Brad Brad - 3 months ago 7
PHP Question

PHP - Create a new array using list of array keys in dot notation

I'm in the process of building a REST API and all data is being returned as JSON. Each request is funneled through a single function that does the job of setting HTTP status codes, returning messages or data, setting headers, etc. I also allow users to add a

?fields=
parameter where they can specify what fields they want returned (e.g
?fields=id,hostnames,ip_addresses
), if the parameter is not present they of course get all the data returned. The function that does this is also part of the function mentioned earler that sets the headers/data/messages, etc. What I want to be able to do is allow the user to specify field names using dot notation so they can specify fields from something other than a top-level field.

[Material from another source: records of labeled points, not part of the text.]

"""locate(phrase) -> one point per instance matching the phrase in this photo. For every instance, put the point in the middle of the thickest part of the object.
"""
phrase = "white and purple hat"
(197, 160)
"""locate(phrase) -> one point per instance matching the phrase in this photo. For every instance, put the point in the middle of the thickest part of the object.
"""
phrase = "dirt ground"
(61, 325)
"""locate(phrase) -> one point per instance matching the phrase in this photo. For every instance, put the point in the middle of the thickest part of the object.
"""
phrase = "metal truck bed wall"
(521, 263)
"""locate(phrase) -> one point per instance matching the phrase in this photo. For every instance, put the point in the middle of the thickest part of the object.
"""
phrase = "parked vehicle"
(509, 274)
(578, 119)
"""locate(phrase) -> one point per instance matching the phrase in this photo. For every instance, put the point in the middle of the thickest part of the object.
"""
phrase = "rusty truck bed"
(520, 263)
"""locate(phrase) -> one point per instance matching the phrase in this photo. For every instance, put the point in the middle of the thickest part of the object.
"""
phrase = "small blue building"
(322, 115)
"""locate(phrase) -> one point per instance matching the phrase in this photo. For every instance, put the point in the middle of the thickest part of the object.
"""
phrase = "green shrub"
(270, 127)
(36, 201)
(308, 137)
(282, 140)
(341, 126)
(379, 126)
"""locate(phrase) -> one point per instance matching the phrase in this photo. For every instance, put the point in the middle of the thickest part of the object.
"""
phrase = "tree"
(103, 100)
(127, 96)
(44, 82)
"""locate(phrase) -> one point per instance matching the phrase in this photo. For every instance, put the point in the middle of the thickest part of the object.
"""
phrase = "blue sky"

So for example, I have a structure like this:

{
"id": "8a2b449111b449409c465c66254c6fcc",
"hostnames": [
"webapp1-sfo",
"webapp1-sfo.example.com"
],
"ip_addresses": [
"12.26.16.10",
"ee80::ae56:2dff:fd89:7868"
],
"environment": "Production",
"data_center": "sfo",
"business_unit": "Operations",
"hardware_type": "Server",
"currently_in_maintenance": false,
"history": [
{
"id": 58,
"time_start_utc": "2013-01-27 00:40:00",
"time_end_utc": "2013-01-27 01:45:00",
"ticket_number": "CHG123456",
"reason": "January production maintenance",
"links": [
{
"rel": "self",
"link": "https://localhost/api/v1/maintenances/58"
}
]
},
{
"id": 104,
"time_start_utc": "2013-02-25 14:36:00",
"time_end_utc": "2013-02-25 18:36:00",
"ticket_number": "CHG456789",
"reason": "February production maintenance",
"links": [
{
"rel": "self",
"link": "https://localhost/api/v1/maintenances/104"
}
]
},
{
"id": 143,
"time_start_utc": "2013-03-17 00:30:00",
"time_end_utc": "2013-03-17 01:55:00",
"ticket_number": "CHG789123",
"reason": "March production maintenance",
"links": [
{
"rel": "self",
"link": "https://localhost/api/v1/maintenances/143"
}
]
}
]
}


Using this function, I can pull out top level fields (where
$mData
is the data structure above, and
$sParams
is the string of fields requested by the user):

private function removeFields($mData, $sParams){
$clone = $mData; // Clone the original data
$fields = explode(',', $sParams);

// Remove fields not requested by the user

foreach($mData as $key => $value){
if(!in_array((string)$key, $fields)){
unset($mData[$key]);
}
}

// If no fields remain, restore the original data
// Chances are the user made a typo in the fields list

if(count($mData) == 0){
$mData = $clone;
}

return $mData;
}


Note:
$sParams
comes in as a string and is what is provided by the user (comma separated list of fields they want to see).

So
?fields=hostnames,history
would return:

{
"hostnames": [
"webapp1-sfo",
"webapp1-sfo.example.com",
],
"history": [
{
"id": 58,
"time_start_utc": "2013-01-27 00:40:00",
"time_end_utc": "2013-01-27 01:45:00",
"ticket_number": "CHG123456",
"reason": "January production maintenance",
"links": [
{
"rel": "self",
"link": "https://localhost/api/v1/maintenances/58"
}
]
},
{
"id": 104,
"time_start_utc": "2013-02-25 14:36:00",
"time_end_utc": "2013-02-25 18:36:00",
"ticket_number": "CHG456789",
"reason": "February production maintenance",
"links": [
{
"rel": "self",
"link": "https://localhost/api/v1/maintenances/104"
}
]
},
{
"id": 143,
"time_start_utc": "2013-03-17 00:30:00",
"time_end_utc": "2013-03-17 01:55:00",
"ticket_number": "CHG789123",
"reason": "March production maintenance",
"links": [
{
"rel": "self",
"link": "https://localhost/api/v1/maintenances/143"
}
]
}
]
}


But if I want to return maybe just the
ticket_number
field from
history
I want the user to be able to do
?fields=history.ticket_number
or if they want the ticket number and link they could do this:
?fields=history.ticket_number,history.links.link
...which would return:

{
"history": [
{
"ticket_number": "CHG123456",
"links": [
{
"link": "https://localhost/api/v1/maintenances/58"
}
]
},
{
"ticket_number": "CHG456789",
"links": [
{
"link": "https://localhost/api/v1/maintenances/104"
}
]
},
{
"ticket_number": "CHG789123",
"links": [
{
"link": "https://localhost/api/v1/maintenances/143"
}
]
}
]
}


I've tried many different array access methods for dot notation from stack overflow but they all break when the value of
history
is a numeric array...so for instance, using the methods I've found online so far I would need to do something like this to achieve the same output above (which obviously is not good...especially when you have hundreds of records).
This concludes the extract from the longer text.